Emile Smith Rowe is the unfortunate Arsenal victim
Arsenal are flying at the minute. Goals are raining in, clean sheets are recorded and they’re keeping hold of their place in the top four for as long as they feasibly can.
Fans adore this team. Putting talent to one side, the large majority of this group are exceedingly likeable. We’re beginning to fall in love with Arsenal again.
It’s the young players who are flying that flag, a relatively general expression considering nearly all of them classify as ‘young’: Martin Odegaard, Emile Smith Rowe, Bukayo Saka and Gabriel Martinelli have contributed to 27 of Arsenal’s 32 league goals this season. Only one of those is over 21 years old.
But not all four of those are playing regularly.
Emile Smith Rowe becomes unfortunate Arsenal victim as Mikel Arteta faces weekly selection dilemma with Martinelli, Saka and Odegaard
The collective is more important than the individual, but Smith Rowe will be feeling hard done by that his name isn’t on the team sheet each week. That’s now four consecutive Premier League matches where he’s started on the bench, playing 44 minutes in total.
Yet he’s scored three goals in his last three.
Left out of the squad that lost 2-1 to Everton on matchweek 15 due to injury, he was back on the bench in the following win over Southampton, one where his teammate filling in, Martinelli, showed encouraging improvements that he’s carried on with since.

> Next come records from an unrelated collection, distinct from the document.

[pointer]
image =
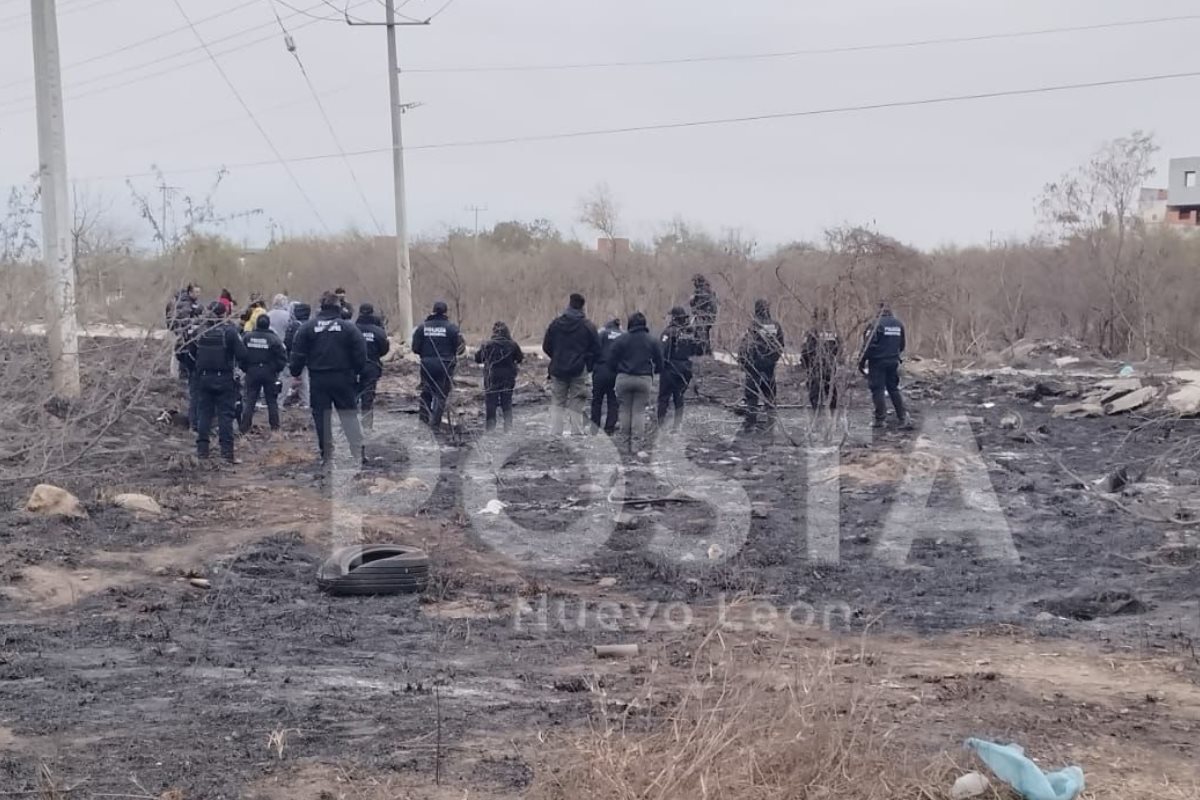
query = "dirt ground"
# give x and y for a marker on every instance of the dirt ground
(124, 679)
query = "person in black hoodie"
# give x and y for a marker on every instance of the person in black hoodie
(334, 352)
(501, 358)
(822, 347)
(265, 359)
(678, 347)
(298, 389)
(761, 349)
(377, 348)
(604, 380)
(219, 348)
(635, 358)
(438, 343)
(573, 344)
(882, 348)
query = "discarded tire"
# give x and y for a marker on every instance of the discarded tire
(375, 570)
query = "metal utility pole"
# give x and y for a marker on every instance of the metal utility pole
(63, 334)
(403, 266)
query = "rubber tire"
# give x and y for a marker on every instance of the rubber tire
(375, 570)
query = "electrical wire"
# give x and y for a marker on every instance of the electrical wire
(142, 42)
(709, 122)
(17, 20)
(821, 50)
(245, 106)
(333, 132)
(28, 100)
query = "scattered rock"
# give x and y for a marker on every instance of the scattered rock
(1116, 389)
(616, 650)
(1114, 481)
(143, 503)
(1078, 409)
(53, 501)
(972, 785)
(1131, 401)
(493, 507)
(1096, 605)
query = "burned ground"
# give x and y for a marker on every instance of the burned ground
(124, 678)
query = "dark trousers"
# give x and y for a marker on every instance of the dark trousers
(261, 380)
(760, 385)
(498, 397)
(604, 390)
(821, 390)
(437, 380)
(703, 337)
(214, 395)
(329, 391)
(367, 383)
(883, 378)
(672, 386)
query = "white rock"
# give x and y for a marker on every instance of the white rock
(493, 507)
(52, 501)
(143, 503)
(972, 785)
(1132, 401)
(1186, 401)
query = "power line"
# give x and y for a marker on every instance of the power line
(696, 124)
(324, 115)
(253, 119)
(142, 42)
(16, 102)
(17, 20)
(821, 50)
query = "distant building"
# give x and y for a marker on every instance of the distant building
(1179, 205)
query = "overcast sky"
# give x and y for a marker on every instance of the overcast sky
(929, 175)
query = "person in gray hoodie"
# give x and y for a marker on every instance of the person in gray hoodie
(280, 316)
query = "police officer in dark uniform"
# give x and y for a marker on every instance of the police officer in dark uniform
(438, 343)
(604, 380)
(761, 349)
(882, 348)
(679, 346)
(265, 358)
(377, 348)
(334, 352)
(822, 347)
(219, 349)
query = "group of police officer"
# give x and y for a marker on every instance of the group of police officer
(342, 361)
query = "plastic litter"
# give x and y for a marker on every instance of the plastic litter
(1011, 765)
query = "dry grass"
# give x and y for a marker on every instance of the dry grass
(804, 733)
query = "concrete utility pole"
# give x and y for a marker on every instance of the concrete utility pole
(477, 209)
(63, 334)
(403, 266)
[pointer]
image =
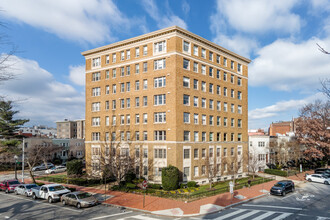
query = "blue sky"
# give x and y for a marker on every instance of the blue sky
(279, 36)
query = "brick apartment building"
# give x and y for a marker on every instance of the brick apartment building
(174, 98)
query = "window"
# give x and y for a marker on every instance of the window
(239, 109)
(96, 91)
(225, 121)
(186, 46)
(195, 171)
(186, 99)
(203, 119)
(186, 82)
(145, 50)
(137, 68)
(211, 56)
(211, 120)
(107, 105)
(195, 67)
(195, 136)
(159, 64)
(96, 76)
(186, 153)
(96, 62)
(160, 99)
(203, 86)
(160, 135)
(96, 121)
(195, 101)
(225, 106)
(114, 58)
(122, 55)
(137, 118)
(186, 64)
(186, 135)
(95, 136)
(196, 119)
(160, 117)
(145, 100)
(137, 101)
(195, 50)
(239, 81)
(203, 70)
(239, 95)
(145, 118)
(145, 84)
(137, 52)
(186, 117)
(160, 82)
(137, 85)
(122, 87)
(145, 67)
(122, 71)
(203, 53)
(113, 104)
(160, 47)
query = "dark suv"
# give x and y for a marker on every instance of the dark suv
(282, 187)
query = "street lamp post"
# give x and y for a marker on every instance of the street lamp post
(15, 157)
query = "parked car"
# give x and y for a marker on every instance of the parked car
(79, 199)
(319, 178)
(25, 189)
(282, 187)
(9, 185)
(43, 167)
(51, 192)
(56, 169)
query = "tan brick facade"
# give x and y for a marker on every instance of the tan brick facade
(174, 91)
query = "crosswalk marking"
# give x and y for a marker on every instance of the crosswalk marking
(246, 215)
(231, 214)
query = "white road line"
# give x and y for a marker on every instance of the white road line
(270, 206)
(107, 216)
(265, 215)
(246, 215)
(231, 214)
(282, 216)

There are three positions to fill and four players to fill them. Smith Rowe finds himself being a victim of circumstance among it all. He quite literally can’t be doing any more to justify a spot in the team either; three substitute appearances, and three goals. This is everything you want from a forward coming off the bench, and it doesn’t touch on the other aspects of his game.
But you can’t take any of the other three out. Martinelli showed disrespectful Boxing Day energy, Odegaard is in the form of his life, and Saka is adding goal contributions on a side of the pitch only he can master as tactically well.
Smith Rowe does not deserve to be out of the team, yet nor do any of the other three. And in such situations, the manager can’t lose. With the quartet being relatively interchangeable positionally it just adds to the options at Arteta’s disposal.
The classic ‘headache with multiple pain killers’ analogy keeps being referenced because it keeps being relevant. Smith Rowe flourished during the period Odegaard initially joined on loan and with Martinelli back in the fold he still isn’t slowing down.
With no European football but Arsenal still competing on three fronts in January, there is every chance one or even two may become unavailable for whatever reason in which case the solution on who comes in is a simple. Right now Smith Rowe is the ultimate super sub.
This is something to savour, not to fret over. These youngsters will share the load, push each other, and support each other. All with a healthy dose of competition.